JURNAL LENTERA, PALU – Gubernur Anwar Hafid, mengajak seluruh Aparatur Sipil Negara (ASN) di lingkungan Pemerintah Provinsi (Pemprov) Sulawesi Tengah (Sulteng) menjadikan salat subuh berjamaah sebagai kewajiban moral sekaligus budaya kerja.
Menurutnya, kebiasaan memulai hari dengan ibadah akan memperkuat spiritualitas aparatur dan membawa keberkahan bagi daerah.
Ia pun mengingatkan, bahwa musibah gempa bumi yang kembali mengguncang Sulteng harus menjadi momentum bagi seluruh masyarakat, khususnya ASN, untuk semakin mendekatkan diri kepada Allah SWT.
“Kita di Sulteng ini sedang diingatkan oleh Allah. Dulu tahun 2018 kita pernah merasakan ujian besar, dan sekarang kembali kita merasakan getaran gempa. Ini menjadi pengingat bahwa kita tidak boleh hanya mengandalkan kekuatan manusia semata. Tetapi, juga harus terus mendekatkan diri kepada Allah,” ujar Anwar Hafid saat menghadiri kegiatan Jum’at Subuh Berkah, Dzikir Bersama, dan peringatan Tahun Baru Islam 1 Muharram 1448 Hijriah di halaman Kantor Gubernur Sulteng, Jum’at, 19 Juni 2026.
Dihadapan ribuan ASN dan masyarakat yang hadir, Anwar Hafid, menegaskan kegiatan Jum’at Subuh Berkah bukan sekadar agenda seremonial pemerintah. Melainkan ikhtiar spiritual untuk memohon perlindungan, keselamatan, dan keberkahan bagi Sulteng.
Tugas utama pemerintah adalah menghadirkan kesejahteraan dan rasa aman bagi masyarakat. Namun, kedua tujuan tersebut akan lebih mudah diwujudkan apabila didukung dengan kekuatan spiritual para aparatur negara.
Sehingga, ia mengajak seluruh ASN membiasakan diri memulai aktivitas dengan salat subuh berjamaah dan doa bersama.
“Kalau ribuan pegawai kita hadir setiap subuh untuk berdoa bersama, Insya Allah keberkahan akan datang. Kalau daerah ini berkah, maka rakyat akan merasakan kesejahteraan dan pemerintah juga akan mampu bekerja dengan baik,” katanya.

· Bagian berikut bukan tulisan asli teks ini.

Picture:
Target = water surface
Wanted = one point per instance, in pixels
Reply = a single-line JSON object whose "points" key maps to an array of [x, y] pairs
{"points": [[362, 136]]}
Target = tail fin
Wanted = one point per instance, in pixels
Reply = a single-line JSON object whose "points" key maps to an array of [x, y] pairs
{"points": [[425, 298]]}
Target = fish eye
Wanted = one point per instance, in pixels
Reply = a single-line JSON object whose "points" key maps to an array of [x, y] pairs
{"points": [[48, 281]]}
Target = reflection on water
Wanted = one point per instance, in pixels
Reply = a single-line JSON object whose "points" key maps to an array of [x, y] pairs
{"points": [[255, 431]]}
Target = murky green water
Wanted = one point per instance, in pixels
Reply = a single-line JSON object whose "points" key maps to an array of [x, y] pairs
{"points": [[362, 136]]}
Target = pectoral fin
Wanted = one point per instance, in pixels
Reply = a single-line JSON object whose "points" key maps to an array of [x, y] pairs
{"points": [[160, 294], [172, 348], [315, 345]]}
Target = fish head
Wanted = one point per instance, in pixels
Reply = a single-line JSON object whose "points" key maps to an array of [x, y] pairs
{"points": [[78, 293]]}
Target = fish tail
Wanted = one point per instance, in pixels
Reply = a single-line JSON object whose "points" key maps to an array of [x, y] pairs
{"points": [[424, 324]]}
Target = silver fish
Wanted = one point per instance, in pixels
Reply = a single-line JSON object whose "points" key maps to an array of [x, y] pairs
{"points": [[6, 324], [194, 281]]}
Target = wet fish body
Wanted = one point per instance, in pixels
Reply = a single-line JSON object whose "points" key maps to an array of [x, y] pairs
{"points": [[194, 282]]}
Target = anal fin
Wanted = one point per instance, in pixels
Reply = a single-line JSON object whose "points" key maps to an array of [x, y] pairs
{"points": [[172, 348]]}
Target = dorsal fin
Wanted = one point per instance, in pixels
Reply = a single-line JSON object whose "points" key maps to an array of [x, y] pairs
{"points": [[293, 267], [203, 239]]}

Ia lantas berharap kegiatan Jum’at Subuh Berkah dapat terus dilaksanakan secara konsisten hingga menjadi budaya bersama di lingkungan Pemprov Sulteng.
“Bukan hanya ketika daerah sedang menghadapi musibah atau bencana saja,” ungkapnya.
Sementara itu, Ketua Forum Kerukunan Umat Beragama (FKUB) Sulteng, Prof. Dr. KH. Zainal Abidin, M.Ag., dalam tausiyahnya mengajak masyarakat memperbanyak dzikir agar memperoleh ketenangan jiwa di tengah berbagai ujian kehidupan.
Dengan banyak mengingat Allah SWT, kata dia, maka hati akan menjadi tenang. Ketenangan itulah yang saat ini sangat dibutuhkan manusia, terlebih ketika sedang menghadapi ujian.
“Termasuk musibah gempa bumi yang menguji keimanan dan kesabaran kita bersama,” tandasnya.
Kegiatan ini diawali dengan salat subuh berjamaah yang dilanjutkan sujud tilawah, dzikir bersama, doa bersama, hingga tausiyah keagamaan.
Kegiatan ini merupakan bagian dari program Berani Berkah Pemprov Sulteng yang bertujuan memperkuat nilai-nilai spiritual melalui gerakan Sulteng Berjamaah dan Sulteng Mengaji.